Your completion of the notebook exercises will be graded based on your ability to do the following:

Understand: Do your pseudo-code and comments show evidence that you recall and understand technical concepts?

Apply: Are you able to execute code (using the supplied examples) that performs the required functionality on supplied or generated data sets?

Notebook objectives:

By the end of this notebook, you will be expected to:

  • Understand the importance, challenges, and approaches to personal data protection;
  • Identify the dimensions across which big data differs from traditional data sets;
  • Understand the concept of unicity;
  • Use coarsening to anonymize personal information in data; and
  • Understand the limitations of anonymization in the context of big data.

List of exercises:

  • Exercise 1: Calculate the unicity of a raw data set.
  • Exercise 2: Calculate and interpret the unicity of a coarsened data set.
  • Exercise 3: Identify limitations of data anonymization in the context of big data, and suggest alternative data-protection mechanisms.

Notebook introduction

In the video content, Cameron Kerry indicated that the law lags too far behind technology to answer many of the hard questions around data protection. He then went on to elaborate that, in many cases, the question becomes not just what you must do, but rather, what you should do in order to establish and maintain a trust relationship.

Sharing data (collected about individuals) between entities poses a risk to privacy and trust, and is regulated in most parts of the world. The European Union recently passed the General Data Protection Regulation (GDPR), which addresses the treatment of personal information, as well as the rights of the individuals whose information has been collected. Penalties are based on a tiered approach, and some infringements can result in fines of up to 4% of annual worldwide turnover, and €20 million. It is often the case that the information to be shared needs to be anonymous. In some cases, ensuring anonymity removes the data from the jurisdiction of certain laws. The application of the laws is a complex task that needs to be carefully implemented to ensure compliance. Refer to Stefan Nerinckx’s article on the new EU data protection regime for additional context.

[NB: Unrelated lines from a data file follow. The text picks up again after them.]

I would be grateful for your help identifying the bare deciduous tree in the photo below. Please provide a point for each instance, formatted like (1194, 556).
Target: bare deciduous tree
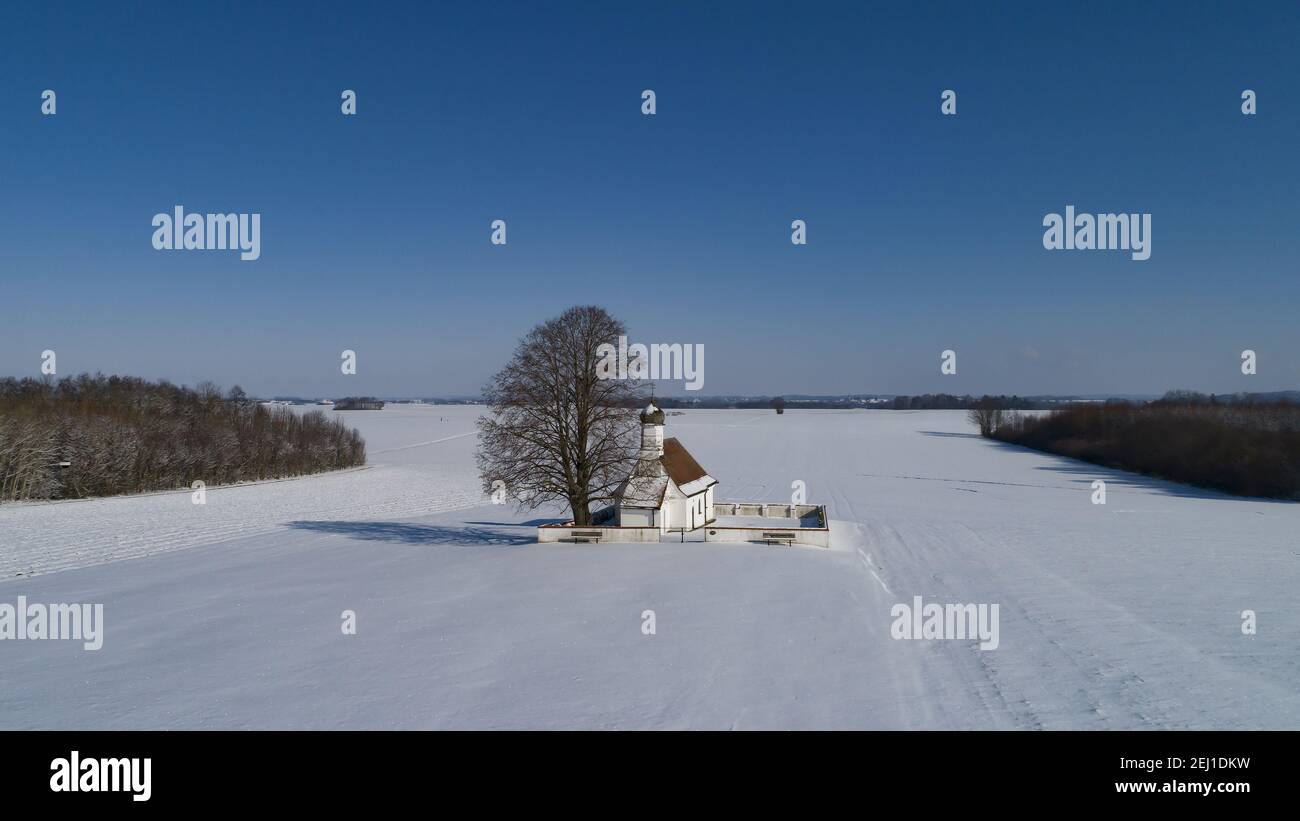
(557, 431)
(987, 416)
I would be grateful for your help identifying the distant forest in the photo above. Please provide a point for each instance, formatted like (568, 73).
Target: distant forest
(1240, 444)
(103, 435)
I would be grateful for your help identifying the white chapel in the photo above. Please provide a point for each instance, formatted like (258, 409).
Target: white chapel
(667, 487)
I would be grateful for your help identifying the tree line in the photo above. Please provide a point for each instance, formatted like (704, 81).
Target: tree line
(1238, 446)
(96, 435)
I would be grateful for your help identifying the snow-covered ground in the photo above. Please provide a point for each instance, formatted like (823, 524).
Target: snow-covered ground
(1126, 615)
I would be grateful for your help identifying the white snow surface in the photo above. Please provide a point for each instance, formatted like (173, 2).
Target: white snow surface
(228, 615)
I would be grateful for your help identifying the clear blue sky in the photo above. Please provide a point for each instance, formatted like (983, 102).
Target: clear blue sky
(924, 231)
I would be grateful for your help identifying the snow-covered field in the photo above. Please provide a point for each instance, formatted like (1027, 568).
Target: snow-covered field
(1126, 615)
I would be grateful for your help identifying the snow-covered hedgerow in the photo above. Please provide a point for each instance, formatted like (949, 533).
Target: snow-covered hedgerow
(104, 435)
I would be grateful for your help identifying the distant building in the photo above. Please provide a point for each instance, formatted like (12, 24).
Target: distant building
(667, 487)
(359, 403)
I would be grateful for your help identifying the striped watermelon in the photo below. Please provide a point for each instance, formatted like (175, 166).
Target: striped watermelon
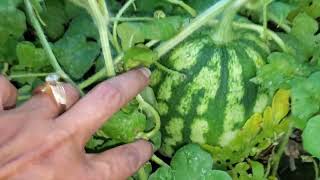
(215, 97)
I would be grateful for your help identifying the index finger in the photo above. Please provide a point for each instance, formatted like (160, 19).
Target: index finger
(89, 113)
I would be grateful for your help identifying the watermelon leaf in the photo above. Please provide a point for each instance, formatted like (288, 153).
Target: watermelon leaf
(125, 125)
(190, 162)
(305, 97)
(310, 142)
(131, 33)
(30, 56)
(139, 56)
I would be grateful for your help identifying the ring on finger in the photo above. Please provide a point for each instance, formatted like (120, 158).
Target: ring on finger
(54, 88)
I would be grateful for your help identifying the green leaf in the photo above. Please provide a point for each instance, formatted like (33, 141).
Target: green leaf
(149, 6)
(304, 29)
(190, 162)
(78, 49)
(76, 54)
(54, 17)
(131, 33)
(32, 57)
(202, 5)
(257, 170)
(306, 97)
(139, 56)
(124, 126)
(12, 27)
(279, 11)
(217, 175)
(280, 70)
(83, 25)
(162, 173)
(309, 136)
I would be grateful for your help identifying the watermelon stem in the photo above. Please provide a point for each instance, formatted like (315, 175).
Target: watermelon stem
(185, 6)
(224, 34)
(158, 161)
(259, 29)
(99, 12)
(115, 24)
(165, 47)
(150, 110)
(169, 71)
(276, 158)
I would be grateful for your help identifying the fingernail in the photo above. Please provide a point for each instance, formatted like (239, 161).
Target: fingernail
(145, 71)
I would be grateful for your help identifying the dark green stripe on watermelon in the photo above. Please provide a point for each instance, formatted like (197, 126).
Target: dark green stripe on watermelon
(183, 118)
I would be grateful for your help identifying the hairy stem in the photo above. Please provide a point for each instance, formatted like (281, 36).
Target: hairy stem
(158, 161)
(5, 68)
(276, 158)
(167, 70)
(101, 18)
(265, 19)
(119, 19)
(165, 47)
(53, 60)
(115, 24)
(260, 30)
(316, 169)
(185, 6)
(198, 22)
(28, 75)
(224, 33)
(148, 108)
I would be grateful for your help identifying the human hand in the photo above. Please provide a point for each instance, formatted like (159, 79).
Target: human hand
(38, 143)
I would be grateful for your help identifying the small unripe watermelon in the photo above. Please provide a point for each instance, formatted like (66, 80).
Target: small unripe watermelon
(215, 97)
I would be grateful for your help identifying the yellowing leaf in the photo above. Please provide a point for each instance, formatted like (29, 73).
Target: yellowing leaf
(280, 105)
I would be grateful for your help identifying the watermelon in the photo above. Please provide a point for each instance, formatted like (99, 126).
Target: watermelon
(214, 97)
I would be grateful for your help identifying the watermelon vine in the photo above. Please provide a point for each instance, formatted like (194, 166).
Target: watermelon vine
(234, 85)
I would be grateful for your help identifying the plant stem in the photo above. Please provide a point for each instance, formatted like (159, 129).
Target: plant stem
(167, 70)
(118, 19)
(101, 21)
(165, 47)
(53, 60)
(260, 29)
(185, 6)
(198, 22)
(159, 161)
(28, 75)
(225, 33)
(115, 24)
(5, 68)
(316, 169)
(24, 97)
(282, 147)
(148, 108)
(142, 174)
(265, 19)
(151, 43)
(96, 77)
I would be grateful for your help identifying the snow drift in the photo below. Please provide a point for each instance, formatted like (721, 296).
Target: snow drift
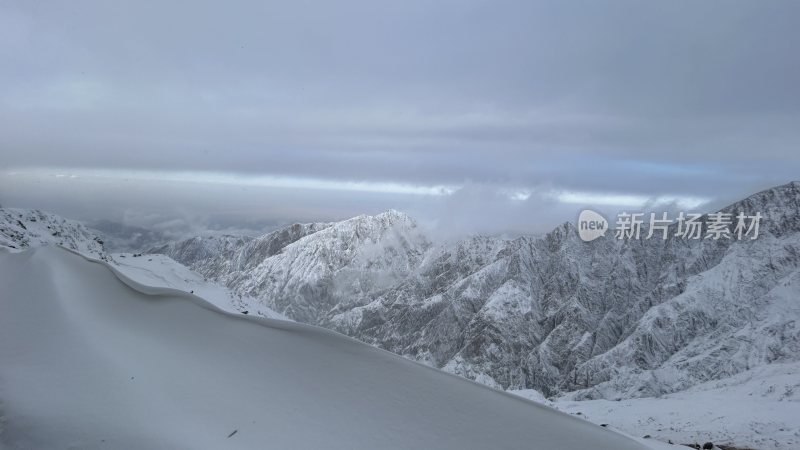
(91, 359)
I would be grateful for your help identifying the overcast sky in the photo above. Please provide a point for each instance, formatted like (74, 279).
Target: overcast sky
(474, 115)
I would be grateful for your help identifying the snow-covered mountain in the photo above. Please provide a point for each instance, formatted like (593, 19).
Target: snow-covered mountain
(758, 409)
(605, 319)
(21, 229)
(91, 359)
(119, 237)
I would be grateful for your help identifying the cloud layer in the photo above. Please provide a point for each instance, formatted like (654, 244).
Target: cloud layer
(681, 99)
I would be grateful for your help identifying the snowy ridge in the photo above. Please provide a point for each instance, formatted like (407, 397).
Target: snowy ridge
(606, 319)
(160, 368)
(21, 229)
(758, 408)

Pseudonymization – the removal of direct identifiers – is the first step to anonymize data. This is achieved by removing direct identifiers such as names, surnames, social insurance numbers, and phone numbers; or by replacing them with random or hashed (and salted – see the NYC taxi cab example) values.

However, cases like William Weld's show that pseudonymization is not sufficient to prevent the reidentification of individuals in pseudonymized data sets. In 1990, the Massachusetts Group Insurance Commission (GIC) released hospital data to researchers for the purpose of improving healthcare and controlling costs. At the time GIC released the data, William Weld, then Governor of Massachusetts, assured the public that GIC had protected patient privacy by deleting identifiers (Sweeney 2002).

Note:

Latanya Sweeney was a graduate student at MIT at that stage. She bought the data, reidentified Governor Weld's medical records, and sent these to him (Sweeney 2002).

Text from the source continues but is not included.